Forgotten Voices from the Great War, What the Women Did

1914 and the Great War. Given the centenary is upon us, it is everywhere. And perhaps rightly so although heaven knows, there is enough mayhem still going on in the world for us to wonder whether anything has been learnt from past history.

Be that as it may, a decade ago, a small theatre company, Two’s Company, began a journey of resurrecting neglected voices and plays from WW1. In 2004 in the old Southwark Playhouse off Southwark Bridge Road, a trio of plays suddenly came to light under the umbrella title of What the Women Did – three plays that focussed on the lives of women back home, at the Home Front. They were quietly irresistible, each tale packing its own powerful punch.

Ten years on, this revival at the latest Southwark Playhouse venue in Borough Road shows the plays still resonate, maybe more so in the ten years that have seen British soldiers once more sent to the front.
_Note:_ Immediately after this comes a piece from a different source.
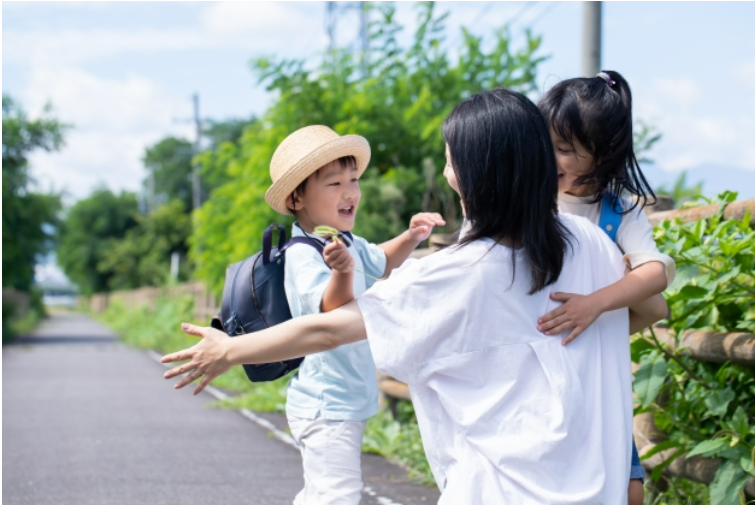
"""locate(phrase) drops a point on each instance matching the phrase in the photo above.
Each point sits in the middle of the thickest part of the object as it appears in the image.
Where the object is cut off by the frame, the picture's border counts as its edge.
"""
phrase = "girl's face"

Once again the plays amaze by unearthing uncomfortable truths still kept from public view today: the effect on wives of lost or injured husbands; the demonization and dehumanising of the enemy; and the part fantasy and wish fulfilment can play, perhaps even more so in times of stress.

Certainly worth seeing again, of the three – Luck of War, Handmaidens of Death and The Old Lady Shows Her Medals – it is Maude Deuchar’s Handmaidens of Death (written in 1918 under the pseudonym of Herbert Tremaine) that most impresses. Centred around a group of munition factory girls (known as `canary girls’ because of the jaundiced colouring working with TNT caused), Deuchar sharply conveys the class divisions apparent even under such levelling working conditions. But sharpest of all is her imaginative twist. Lacking men-folk, the girls send their shells off with love notes and names attached. In a late flash, those same German men – all called `Fritz’ – return as ghosts to their `loved’ ones.
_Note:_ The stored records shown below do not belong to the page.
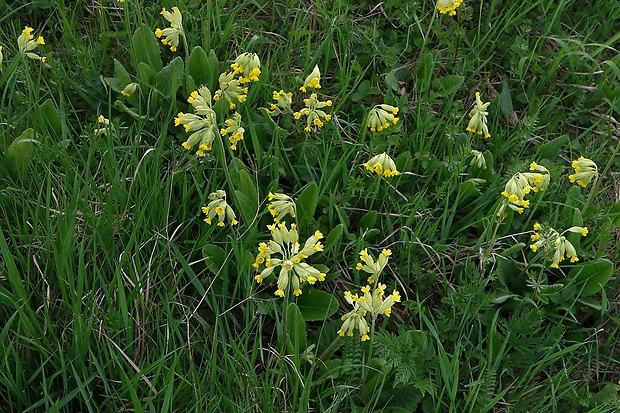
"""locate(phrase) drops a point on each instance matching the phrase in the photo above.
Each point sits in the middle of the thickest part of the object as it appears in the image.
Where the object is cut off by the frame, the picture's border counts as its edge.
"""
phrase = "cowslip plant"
(218, 207)
(554, 245)
(281, 205)
(521, 184)
(478, 118)
(381, 117)
(373, 301)
(382, 165)
(284, 251)
(585, 171)
(448, 6)
(171, 34)
(27, 43)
Tricia Thorns, Two’s Company’s director, handles this moment of realisation and responsibility to perfection as cigarettes flare in the darkness and the grey-green faces are caught for just a second.

Gwen John’s Luck of War (first performed in 1917 under the hand of Edith Craig and her partner, Christopher St John aka Christabel Marshall) too presents a potent reminder of war’s more unseen personal tragedies when an injured solider returns to the domestic hearth to find his wife remarried having been assumed dead.
Conveyed with truthful simplicity, John’s dramatic twist shows the second husband magnanimously giving way and is beautifully performed by Matthew Cottle with Simon Darwen adding poignancy to Victoria Gee’s despairing wife.
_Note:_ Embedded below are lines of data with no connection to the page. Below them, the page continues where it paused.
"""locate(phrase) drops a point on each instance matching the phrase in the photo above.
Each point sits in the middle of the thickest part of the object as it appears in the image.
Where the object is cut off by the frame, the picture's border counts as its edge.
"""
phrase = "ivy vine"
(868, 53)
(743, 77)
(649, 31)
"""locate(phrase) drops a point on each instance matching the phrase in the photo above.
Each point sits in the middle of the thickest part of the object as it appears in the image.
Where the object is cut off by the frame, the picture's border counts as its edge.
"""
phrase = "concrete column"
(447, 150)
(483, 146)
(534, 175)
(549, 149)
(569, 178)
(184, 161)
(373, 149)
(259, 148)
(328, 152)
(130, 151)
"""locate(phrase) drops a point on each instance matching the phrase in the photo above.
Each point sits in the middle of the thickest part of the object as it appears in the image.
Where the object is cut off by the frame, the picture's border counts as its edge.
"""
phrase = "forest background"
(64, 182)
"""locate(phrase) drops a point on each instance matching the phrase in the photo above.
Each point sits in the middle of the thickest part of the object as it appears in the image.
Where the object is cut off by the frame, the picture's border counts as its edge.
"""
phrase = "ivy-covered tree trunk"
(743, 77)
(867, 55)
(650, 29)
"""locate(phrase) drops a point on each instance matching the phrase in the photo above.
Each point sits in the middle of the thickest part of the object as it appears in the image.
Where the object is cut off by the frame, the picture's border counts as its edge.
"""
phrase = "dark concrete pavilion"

Darwen also turns up in J M Barrie’s The Old Lady Shows Her Medals, a typical but surprisingly successful piece of whimsy on the party of Peter Pan’s creator on the idea of `mothering’. A childless Scottish char-lady `adopts’ an anonymous Black Watch soldier only to find him arriving one day on her doortstep, for real. Susan Wooldridge and Darwen build up a fine head of comic steam in an evening that combines remembrance with insight as surely as it does entertainment. Recommended.